Hypothesis: Electronic stall side monitoring devices will agree with water manometry for measurement of CVP in horses.
Animals: Ten healthy adult horses from the university research herd.
Methods: Central venous catheters were placed routinely, and measurements were obtained in triplicate with each of the 3 methods every 12 hours for 3 days. Data were analyzed by a Lin concordance correlation coefficient and modified Bland-Altman limits of agreement, with all devices compared pairwise.
Results: Compared with water manometry, agreement (bias) of the Passport was −1.94 cmH2O (95% limits of agreement, −8.54 to 4.66 cmH2O) and of the Medtronic was −1.83 cmH2O (95% limits of agreement, −8.60 to 4.94 cmH2O).
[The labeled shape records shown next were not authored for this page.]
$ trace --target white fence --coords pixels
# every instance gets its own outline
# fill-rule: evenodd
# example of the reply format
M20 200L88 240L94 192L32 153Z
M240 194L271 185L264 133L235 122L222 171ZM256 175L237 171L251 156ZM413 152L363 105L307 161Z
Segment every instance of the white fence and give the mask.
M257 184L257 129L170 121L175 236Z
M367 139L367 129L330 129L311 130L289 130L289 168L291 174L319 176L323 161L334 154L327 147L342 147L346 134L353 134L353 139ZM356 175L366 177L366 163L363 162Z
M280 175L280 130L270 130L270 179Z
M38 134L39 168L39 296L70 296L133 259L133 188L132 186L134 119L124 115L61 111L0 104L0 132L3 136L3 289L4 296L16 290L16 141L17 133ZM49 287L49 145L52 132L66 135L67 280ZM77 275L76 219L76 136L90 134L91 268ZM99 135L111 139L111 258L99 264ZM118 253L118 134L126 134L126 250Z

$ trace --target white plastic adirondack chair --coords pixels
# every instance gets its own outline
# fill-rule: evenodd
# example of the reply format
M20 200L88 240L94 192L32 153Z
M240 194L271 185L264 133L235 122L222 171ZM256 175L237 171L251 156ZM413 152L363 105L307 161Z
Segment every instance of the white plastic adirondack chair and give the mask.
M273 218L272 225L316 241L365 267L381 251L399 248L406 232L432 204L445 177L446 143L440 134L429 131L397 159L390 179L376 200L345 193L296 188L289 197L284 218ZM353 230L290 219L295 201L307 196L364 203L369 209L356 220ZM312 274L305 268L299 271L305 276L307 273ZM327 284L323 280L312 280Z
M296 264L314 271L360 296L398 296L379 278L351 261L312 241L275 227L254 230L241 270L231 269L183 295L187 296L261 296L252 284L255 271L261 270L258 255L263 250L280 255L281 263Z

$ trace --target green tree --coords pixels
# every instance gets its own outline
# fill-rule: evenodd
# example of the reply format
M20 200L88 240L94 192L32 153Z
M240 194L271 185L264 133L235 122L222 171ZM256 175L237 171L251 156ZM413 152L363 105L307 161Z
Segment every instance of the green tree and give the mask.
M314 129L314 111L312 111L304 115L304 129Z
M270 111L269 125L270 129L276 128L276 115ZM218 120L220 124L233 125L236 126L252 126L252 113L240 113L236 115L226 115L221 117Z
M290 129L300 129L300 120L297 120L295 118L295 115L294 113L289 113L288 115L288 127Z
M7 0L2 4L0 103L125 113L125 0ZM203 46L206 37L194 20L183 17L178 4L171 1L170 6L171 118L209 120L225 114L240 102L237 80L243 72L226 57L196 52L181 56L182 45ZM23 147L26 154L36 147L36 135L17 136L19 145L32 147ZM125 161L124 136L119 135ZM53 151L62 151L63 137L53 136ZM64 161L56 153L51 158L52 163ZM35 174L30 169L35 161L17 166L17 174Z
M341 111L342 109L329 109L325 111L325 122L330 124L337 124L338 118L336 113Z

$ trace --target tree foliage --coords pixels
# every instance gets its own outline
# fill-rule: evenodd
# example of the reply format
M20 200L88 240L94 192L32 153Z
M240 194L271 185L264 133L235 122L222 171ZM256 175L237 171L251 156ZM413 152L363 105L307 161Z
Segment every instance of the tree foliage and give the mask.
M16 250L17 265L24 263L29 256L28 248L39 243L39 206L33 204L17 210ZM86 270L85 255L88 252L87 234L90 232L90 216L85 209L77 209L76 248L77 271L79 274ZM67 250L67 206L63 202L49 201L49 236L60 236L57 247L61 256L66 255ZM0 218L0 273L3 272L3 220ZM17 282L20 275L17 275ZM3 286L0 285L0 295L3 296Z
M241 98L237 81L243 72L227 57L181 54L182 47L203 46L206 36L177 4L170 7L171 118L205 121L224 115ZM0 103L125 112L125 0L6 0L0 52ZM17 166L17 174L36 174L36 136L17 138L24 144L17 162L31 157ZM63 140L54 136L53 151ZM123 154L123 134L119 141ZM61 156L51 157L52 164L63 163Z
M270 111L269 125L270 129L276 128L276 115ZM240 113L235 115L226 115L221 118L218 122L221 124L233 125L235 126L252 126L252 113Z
When compared with the Passport, agreement of the data obtained with the Medtronic was 0.27 cmH2O (95% limits of agreement, −4.39 to 4.93 cmH2O).
Conclusions and Clinical Importance: These data show that both electronic monitors systematically provide measurements that are approximately 2 cmH2O lower than water manometry, but differences between the 2 electronic devices are small enough (< 0.5 cmH2O) to be considered clinically unimportant. This discrepancy should be taken into account when interpreting data obtained with these monitoring devices.